Berkeley – People in the cold north apparently have different bacteria in the intestine than those in the south. In colder regions were to be found on average more bacteria that cause a higher body weight, researchers report in the “Biology Letters” of the British Royal Society. From an evolutionary perspective this is quite reasonable. Organisms with higher weight percentage is less heat lost because with them the ratio between surface and volume is more favorable.
their investigation crawled Taichi Suzuki of the University of California in Berkeley and Michael Worobey of the University of Arizona in Tucson six studies with data from a total of 1,020 subjects from 23 countries. The focus was on two strains of bacteria in the human gut that help determine the weight of a human being: Firmicutes and Bacteroidetes. Previous studies had shown that the probability of morbid obesity is increasing with increasing proportion of Firmicutes and dwindling proportion of Bacteroidetes bacteria.A fatal connection
In the data analysis, a correlation between latitude of residence and Firmicutes respective share was: The cooler the region of residence of a subject, he had the more fattening foods bacteria in the medium in the digestive tract. The proportion of Bacteroidetes decreased, although not in equal strength.

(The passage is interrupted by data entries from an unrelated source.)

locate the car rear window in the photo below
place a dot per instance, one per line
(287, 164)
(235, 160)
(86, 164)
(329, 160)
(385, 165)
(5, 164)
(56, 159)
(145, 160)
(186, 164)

The highly efficient Firmicutes can be converted into nutritious sugar and fat molecules almost all food components. Even fiber is almost fully utilized. Therefore, people place a higher proportion of Firmicutes in the gut rather put on weight, the researchers explain. “The effective fat burning and conversion of nutrients is important for residents of colder regions than in warmer climates.”
The pattern of our intestinal colonization is amazingly stable. Although man excretes trillion bacteria in the feces regularly, the resident bacterial strains can keep in their home. And although the man swallows every day new bacteria, which can be long-established germs while away from the newcomers hardly.